HJF is seeking a Clinical Research Coordinator to support the Surgery Department located at the Walter Reed National Military Medical Center (WRNMMC) in Bethesda, Maryland. HJF provides scientific, technical and programmatic support services to the Surgery Department. 

Participates as a key team member of the Peripheral Nerve Institute (PNI) to support the development, execution and close-out procedures for multiple clinical research protocols related to peripheral nerve injuries. As a Clinical Research Coordinator, the individual plays a central coordinating role in the implementation of research protocols in a multi-site, multi­ disciplinary clinical research network based in Department of Defense medical treatment facilities and civilian clinical trial sites. The Clinical Research Coordinator will report to the Program Director and will work closely with Principal Investigators to execute clinical trials and conduct funded research programs and support the development of new clinical trial proposals and new clinical research programs.

Responsibilities: 

  1. Interacts regularly with Principal Investigators, clinical site coordinators, regulatory and safety monitoring staff: laboratory personnel, data coordination center personnel, data analysts, biostatisticians and administrative staff.
  2. Develops, implements and oversees clinical research proposals. specifically, the writing of protocols and associated documents (e.g., manuals, consent documents, data collection forms, material transfer agreements, cooperative research and development agreements), coordination    of the proposal submission and scientific/ethical review processes, management of protocol development activities, oversight and guidance of protocol execution activities at clinical sites and ensuring project completion and final product development (e.g.  presentation and/or publication, recommendations for changes in   clinical practice, provision of pivotal data for product licensure, etc.).
  3. Conducts literature reviews and drafts scientific and technical documents under the direction of clinical investigators and other members of the investigative team.
  4. Coordinates with the Program Director to prepare grant/funding applications, develop contracts with vendors, write progress reports for sponsors and track various aspects of the program related to research administration.
  5. Reviews new concepts, protocols and sub-studies and assists in the selection of appropriate study design as well as development and execution of plans to meet primary and secondary study objectives.
  6. Recruit instruct and coordinate enrollment and participation of research subjects and/or volunteers, as appropriate to specific study objectives and work scope under CFR, GCP and ICH guidelines.
  7. Organize and facilitate meetings, conferences, and other events associated with research activities; may perform and/or coordinate outreach activities, as appropriate to research objectives.

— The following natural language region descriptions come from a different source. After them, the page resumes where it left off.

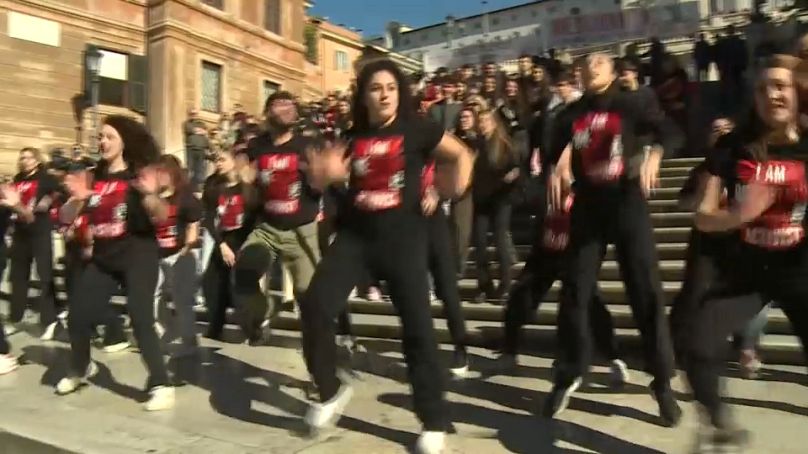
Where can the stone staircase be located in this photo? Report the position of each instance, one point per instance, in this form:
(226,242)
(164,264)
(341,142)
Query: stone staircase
(484,321)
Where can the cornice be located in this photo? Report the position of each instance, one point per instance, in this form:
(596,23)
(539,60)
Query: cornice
(233,21)
(219,49)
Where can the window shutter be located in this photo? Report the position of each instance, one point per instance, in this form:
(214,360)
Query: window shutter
(138,80)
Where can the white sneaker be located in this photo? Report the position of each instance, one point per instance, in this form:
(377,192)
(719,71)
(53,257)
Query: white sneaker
(160,398)
(115,348)
(430,443)
(10,329)
(326,414)
(159,329)
(8,364)
(619,372)
(49,332)
(68,385)
(374,294)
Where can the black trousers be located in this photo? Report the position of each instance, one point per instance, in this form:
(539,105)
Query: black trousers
(217,286)
(89,306)
(326,229)
(75,263)
(27,246)
(735,299)
(496,215)
(461,218)
(400,258)
(541,270)
(442,268)
(620,216)
(5,348)
(706,254)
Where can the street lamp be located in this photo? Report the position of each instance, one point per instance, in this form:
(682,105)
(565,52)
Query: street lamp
(92,61)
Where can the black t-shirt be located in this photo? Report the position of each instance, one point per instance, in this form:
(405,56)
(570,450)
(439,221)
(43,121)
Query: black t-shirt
(384,191)
(229,210)
(32,189)
(287,200)
(782,225)
(119,222)
(183,209)
(607,136)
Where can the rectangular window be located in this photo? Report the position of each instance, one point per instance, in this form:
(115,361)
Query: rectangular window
(269,88)
(341,61)
(122,80)
(218,4)
(272,16)
(211,87)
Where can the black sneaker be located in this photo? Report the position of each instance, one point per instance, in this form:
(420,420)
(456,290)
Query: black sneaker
(559,398)
(460,363)
(669,409)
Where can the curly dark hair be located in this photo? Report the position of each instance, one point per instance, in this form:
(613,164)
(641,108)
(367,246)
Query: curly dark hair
(140,149)
(360,109)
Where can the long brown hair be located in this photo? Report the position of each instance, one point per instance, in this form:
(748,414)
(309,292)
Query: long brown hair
(499,147)
(37,155)
(757,131)
(171,165)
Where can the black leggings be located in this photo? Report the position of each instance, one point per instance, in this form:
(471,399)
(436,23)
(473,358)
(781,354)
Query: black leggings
(496,215)
(621,216)
(400,258)
(734,300)
(442,268)
(5,348)
(542,269)
(89,306)
(217,286)
(32,246)
(326,229)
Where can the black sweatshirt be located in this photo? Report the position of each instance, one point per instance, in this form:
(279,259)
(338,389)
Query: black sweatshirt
(120,224)
(229,211)
(32,189)
(607,137)
(287,199)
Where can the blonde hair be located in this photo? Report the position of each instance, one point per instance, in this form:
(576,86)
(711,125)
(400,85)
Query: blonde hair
(499,147)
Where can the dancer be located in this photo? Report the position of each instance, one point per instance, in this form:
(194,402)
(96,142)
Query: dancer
(122,208)
(287,222)
(442,269)
(230,205)
(610,206)
(8,362)
(763,168)
(495,172)
(383,229)
(177,236)
(31,241)
(547,263)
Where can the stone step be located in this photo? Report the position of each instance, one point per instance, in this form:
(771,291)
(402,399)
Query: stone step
(775,348)
(546,314)
(669,270)
(667,219)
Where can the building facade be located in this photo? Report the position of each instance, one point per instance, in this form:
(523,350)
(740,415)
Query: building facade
(159,59)
(330,64)
(572,25)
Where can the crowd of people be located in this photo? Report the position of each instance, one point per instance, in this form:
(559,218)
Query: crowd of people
(404,177)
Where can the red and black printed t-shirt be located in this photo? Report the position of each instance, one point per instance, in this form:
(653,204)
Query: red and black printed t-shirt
(32,188)
(782,225)
(286,199)
(116,216)
(387,165)
(183,209)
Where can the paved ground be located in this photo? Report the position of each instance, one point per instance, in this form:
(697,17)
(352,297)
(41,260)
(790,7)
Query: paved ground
(249,400)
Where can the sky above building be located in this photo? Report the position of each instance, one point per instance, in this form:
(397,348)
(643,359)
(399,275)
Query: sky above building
(371,16)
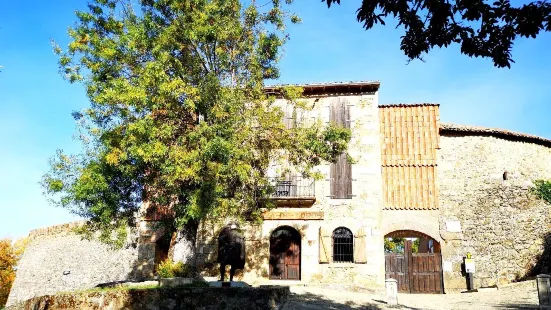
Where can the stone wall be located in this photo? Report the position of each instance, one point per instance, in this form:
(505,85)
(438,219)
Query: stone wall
(362,210)
(57,259)
(498,221)
(165,298)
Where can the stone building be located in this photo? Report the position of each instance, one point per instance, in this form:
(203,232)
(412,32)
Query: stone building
(458,189)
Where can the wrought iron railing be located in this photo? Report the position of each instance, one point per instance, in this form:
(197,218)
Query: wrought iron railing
(292,187)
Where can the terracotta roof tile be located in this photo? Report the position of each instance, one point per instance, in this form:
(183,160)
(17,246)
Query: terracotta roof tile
(331,88)
(501,133)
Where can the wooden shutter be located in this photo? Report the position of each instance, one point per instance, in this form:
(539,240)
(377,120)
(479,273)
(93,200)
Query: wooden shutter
(288,116)
(360,256)
(341,169)
(324,245)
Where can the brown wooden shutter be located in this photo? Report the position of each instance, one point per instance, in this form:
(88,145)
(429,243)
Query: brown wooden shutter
(341,169)
(325,245)
(288,116)
(360,256)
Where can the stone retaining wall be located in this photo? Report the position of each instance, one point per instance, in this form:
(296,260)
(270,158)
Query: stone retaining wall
(57,259)
(169,299)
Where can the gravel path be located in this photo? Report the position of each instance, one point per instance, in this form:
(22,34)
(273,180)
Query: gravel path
(517,296)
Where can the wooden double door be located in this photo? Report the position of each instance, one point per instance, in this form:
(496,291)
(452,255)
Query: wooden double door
(415,272)
(285,254)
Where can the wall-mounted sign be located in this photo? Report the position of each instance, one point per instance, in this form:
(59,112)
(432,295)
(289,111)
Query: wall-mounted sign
(469,265)
(453,226)
(289,215)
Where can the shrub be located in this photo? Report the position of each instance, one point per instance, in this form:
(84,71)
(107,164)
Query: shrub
(170,269)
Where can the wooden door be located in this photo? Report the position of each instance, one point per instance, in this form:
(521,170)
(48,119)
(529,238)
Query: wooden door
(285,254)
(395,268)
(292,262)
(415,272)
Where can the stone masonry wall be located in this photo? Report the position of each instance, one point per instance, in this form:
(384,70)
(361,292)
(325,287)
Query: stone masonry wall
(210,298)
(500,222)
(58,260)
(362,210)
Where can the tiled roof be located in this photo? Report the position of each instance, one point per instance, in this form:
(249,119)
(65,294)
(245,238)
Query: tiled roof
(409,139)
(500,133)
(331,88)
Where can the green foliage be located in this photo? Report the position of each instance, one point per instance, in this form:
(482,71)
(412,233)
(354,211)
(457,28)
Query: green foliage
(542,190)
(178,115)
(483,28)
(10,253)
(170,269)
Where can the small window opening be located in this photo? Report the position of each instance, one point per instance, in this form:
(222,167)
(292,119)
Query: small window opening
(343,245)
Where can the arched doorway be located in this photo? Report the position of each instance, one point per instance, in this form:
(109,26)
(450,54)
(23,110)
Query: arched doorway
(414,260)
(285,254)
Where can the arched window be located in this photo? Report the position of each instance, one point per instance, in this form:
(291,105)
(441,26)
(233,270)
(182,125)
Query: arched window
(343,245)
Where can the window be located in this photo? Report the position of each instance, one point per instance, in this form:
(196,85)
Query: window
(341,169)
(343,245)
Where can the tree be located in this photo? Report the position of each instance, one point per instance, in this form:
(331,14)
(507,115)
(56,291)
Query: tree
(9,256)
(178,114)
(483,29)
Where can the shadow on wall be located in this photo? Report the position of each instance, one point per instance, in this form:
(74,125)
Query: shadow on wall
(256,261)
(541,263)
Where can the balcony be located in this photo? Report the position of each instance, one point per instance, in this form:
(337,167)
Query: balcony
(294,191)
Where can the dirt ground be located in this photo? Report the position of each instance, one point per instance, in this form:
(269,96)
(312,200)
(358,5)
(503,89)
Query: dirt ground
(516,296)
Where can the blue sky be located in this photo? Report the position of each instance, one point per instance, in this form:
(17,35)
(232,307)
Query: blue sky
(36,103)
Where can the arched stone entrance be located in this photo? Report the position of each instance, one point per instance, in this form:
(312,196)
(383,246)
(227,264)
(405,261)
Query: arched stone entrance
(414,260)
(285,254)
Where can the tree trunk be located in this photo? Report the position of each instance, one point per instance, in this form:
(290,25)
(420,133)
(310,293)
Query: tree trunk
(183,244)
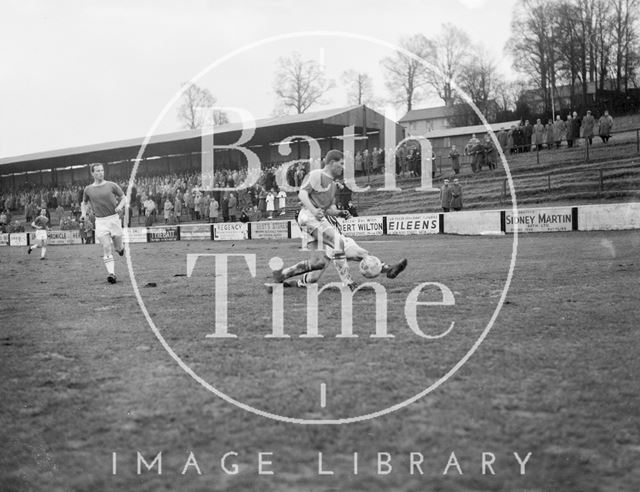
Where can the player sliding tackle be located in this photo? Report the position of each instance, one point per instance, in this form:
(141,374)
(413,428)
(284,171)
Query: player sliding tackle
(107,200)
(318,219)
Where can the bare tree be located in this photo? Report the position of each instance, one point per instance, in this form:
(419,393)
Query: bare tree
(359,87)
(450,55)
(194,100)
(405,76)
(480,80)
(299,83)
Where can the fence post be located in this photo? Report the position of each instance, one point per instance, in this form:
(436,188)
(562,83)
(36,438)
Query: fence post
(601,180)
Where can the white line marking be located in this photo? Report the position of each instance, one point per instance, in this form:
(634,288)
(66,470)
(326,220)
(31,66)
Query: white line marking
(323,395)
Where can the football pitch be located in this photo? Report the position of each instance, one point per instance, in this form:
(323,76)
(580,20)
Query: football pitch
(87,383)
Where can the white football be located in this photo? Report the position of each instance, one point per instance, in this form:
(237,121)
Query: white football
(370,266)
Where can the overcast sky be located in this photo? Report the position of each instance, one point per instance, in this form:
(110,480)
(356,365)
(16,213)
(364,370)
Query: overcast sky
(83,72)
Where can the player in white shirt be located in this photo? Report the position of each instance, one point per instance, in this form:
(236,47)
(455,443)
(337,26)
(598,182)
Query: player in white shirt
(318,219)
(41,225)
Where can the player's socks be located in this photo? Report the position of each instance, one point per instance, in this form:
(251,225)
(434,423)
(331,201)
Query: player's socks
(109,263)
(394,270)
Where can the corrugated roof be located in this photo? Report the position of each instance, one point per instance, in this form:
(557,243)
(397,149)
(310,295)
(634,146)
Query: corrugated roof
(468,130)
(428,114)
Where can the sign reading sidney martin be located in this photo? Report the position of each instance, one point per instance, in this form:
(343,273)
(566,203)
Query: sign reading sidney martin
(540,220)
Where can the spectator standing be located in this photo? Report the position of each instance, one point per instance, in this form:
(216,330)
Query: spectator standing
(282,202)
(189,203)
(575,128)
(233,207)
(489,152)
(197,205)
(559,131)
(588,122)
(510,141)
(538,134)
(548,134)
(474,149)
(214,207)
(502,139)
(224,207)
(445,196)
(359,163)
(177,206)
(605,124)
(262,203)
(149,208)
(168,207)
(454,155)
(206,200)
(270,202)
(528,135)
(456,195)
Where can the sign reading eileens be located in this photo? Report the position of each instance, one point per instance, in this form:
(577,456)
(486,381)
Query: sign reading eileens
(413,224)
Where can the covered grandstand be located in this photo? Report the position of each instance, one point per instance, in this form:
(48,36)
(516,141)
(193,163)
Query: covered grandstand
(181,151)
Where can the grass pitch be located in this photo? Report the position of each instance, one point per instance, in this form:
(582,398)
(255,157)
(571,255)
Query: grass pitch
(84,376)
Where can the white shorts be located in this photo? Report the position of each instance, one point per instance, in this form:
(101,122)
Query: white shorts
(108,226)
(308,223)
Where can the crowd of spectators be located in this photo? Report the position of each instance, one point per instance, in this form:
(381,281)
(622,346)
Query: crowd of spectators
(171,197)
(526,137)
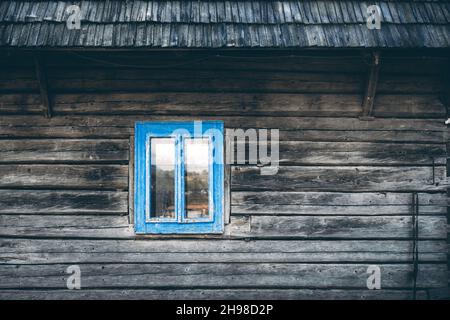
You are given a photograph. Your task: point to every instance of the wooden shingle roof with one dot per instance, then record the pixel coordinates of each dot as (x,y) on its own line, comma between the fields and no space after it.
(214,24)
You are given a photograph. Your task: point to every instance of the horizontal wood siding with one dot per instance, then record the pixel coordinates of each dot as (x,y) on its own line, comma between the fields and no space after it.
(340,201)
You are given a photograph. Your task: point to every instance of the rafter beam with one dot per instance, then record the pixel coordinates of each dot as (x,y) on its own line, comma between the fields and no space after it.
(41,75)
(371,87)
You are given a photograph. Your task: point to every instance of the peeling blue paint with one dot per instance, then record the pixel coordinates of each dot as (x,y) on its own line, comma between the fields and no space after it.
(144,131)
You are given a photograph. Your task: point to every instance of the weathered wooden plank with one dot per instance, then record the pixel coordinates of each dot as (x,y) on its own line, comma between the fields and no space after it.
(62,202)
(408,106)
(73,150)
(380,227)
(219,294)
(301,209)
(64,176)
(337,198)
(351,153)
(299,135)
(371,85)
(287,123)
(65,226)
(342,227)
(34,251)
(66,132)
(285,275)
(214,80)
(42,77)
(208,104)
(340,105)
(361,178)
(22,103)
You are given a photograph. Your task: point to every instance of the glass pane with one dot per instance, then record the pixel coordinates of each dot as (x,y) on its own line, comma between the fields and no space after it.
(162,199)
(196,178)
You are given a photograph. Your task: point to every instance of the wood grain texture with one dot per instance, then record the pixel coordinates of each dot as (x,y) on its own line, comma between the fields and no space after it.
(219,294)
(361,178)
(63,176)
(67,150)
(302,227)
(287,123)
(37,251)
(62,202)
(351,153)
(218,275)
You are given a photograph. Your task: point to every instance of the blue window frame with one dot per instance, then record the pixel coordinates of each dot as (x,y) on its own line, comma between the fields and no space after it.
(179,183)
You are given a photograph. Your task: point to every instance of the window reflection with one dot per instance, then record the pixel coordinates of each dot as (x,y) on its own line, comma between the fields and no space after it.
(162,204)
(196,178)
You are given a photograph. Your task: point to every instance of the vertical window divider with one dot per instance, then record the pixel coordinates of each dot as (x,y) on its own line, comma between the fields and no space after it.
(180,179)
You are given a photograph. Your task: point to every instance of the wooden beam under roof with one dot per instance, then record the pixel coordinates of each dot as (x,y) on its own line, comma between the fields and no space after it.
(371,87)
(41,75)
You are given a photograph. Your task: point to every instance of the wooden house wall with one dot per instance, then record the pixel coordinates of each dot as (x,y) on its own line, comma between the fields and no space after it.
(341,201)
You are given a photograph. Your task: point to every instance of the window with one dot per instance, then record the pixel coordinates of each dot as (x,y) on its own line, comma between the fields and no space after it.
(179,177)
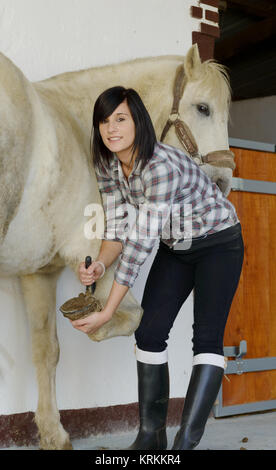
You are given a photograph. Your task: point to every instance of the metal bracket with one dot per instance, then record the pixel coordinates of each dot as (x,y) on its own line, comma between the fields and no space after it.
(239,366)
(238,352)
(253,186)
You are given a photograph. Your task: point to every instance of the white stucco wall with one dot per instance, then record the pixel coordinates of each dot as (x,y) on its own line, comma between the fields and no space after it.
(44,38)
(254,119)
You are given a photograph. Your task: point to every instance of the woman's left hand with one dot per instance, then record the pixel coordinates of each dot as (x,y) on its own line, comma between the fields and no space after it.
(92,322)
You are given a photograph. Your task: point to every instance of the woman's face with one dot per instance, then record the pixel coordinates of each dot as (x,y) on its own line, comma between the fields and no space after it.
(118,132)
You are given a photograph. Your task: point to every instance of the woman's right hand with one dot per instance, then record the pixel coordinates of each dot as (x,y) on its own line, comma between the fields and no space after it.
(94,272)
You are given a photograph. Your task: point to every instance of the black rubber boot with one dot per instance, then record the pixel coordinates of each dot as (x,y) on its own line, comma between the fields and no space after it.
(202,392)
(153,394)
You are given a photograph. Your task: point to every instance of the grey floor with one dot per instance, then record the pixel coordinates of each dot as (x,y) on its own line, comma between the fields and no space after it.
(244,432)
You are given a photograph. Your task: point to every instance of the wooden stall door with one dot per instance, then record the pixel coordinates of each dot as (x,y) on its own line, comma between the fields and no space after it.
(253,313)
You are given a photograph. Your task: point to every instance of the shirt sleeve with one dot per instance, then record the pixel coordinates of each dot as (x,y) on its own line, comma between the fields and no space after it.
(115,208)
(161,183)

Required Knowledge, Skills, and Abilities: Must have experience and knowledge of federal and local regulations  and policies  pertinent  to research  involving human  subjects; experience  in the design, conduct  and  analysis of  clinical  trials  and  epidemiologic  studies;  prior  experience  in  a clinical research environment; knowledge of biomedical sciences and clinical research; familiarity with clinical research methods, including studies utilizing randomized controlled trial, cohort, case­ control, and case-series designs; knowledge and proficiency  in statistical analysis. Knowledge and experience with logistic regression, general linear models with repeated measures, survival analyses, and other statistical techniques for longitudinal and missing data; experience with utilization of electronic medical records preferred. Prior supervision and mentorship of study personnel preferred; ability to communicate effectively in written and oral form; ability to effectively communicate research findings in presentations and publications; prior presentation and publication record preferred; excellent verbal, written and interpersonal skills; ability to establish goals and agendas; occasional travel may be required.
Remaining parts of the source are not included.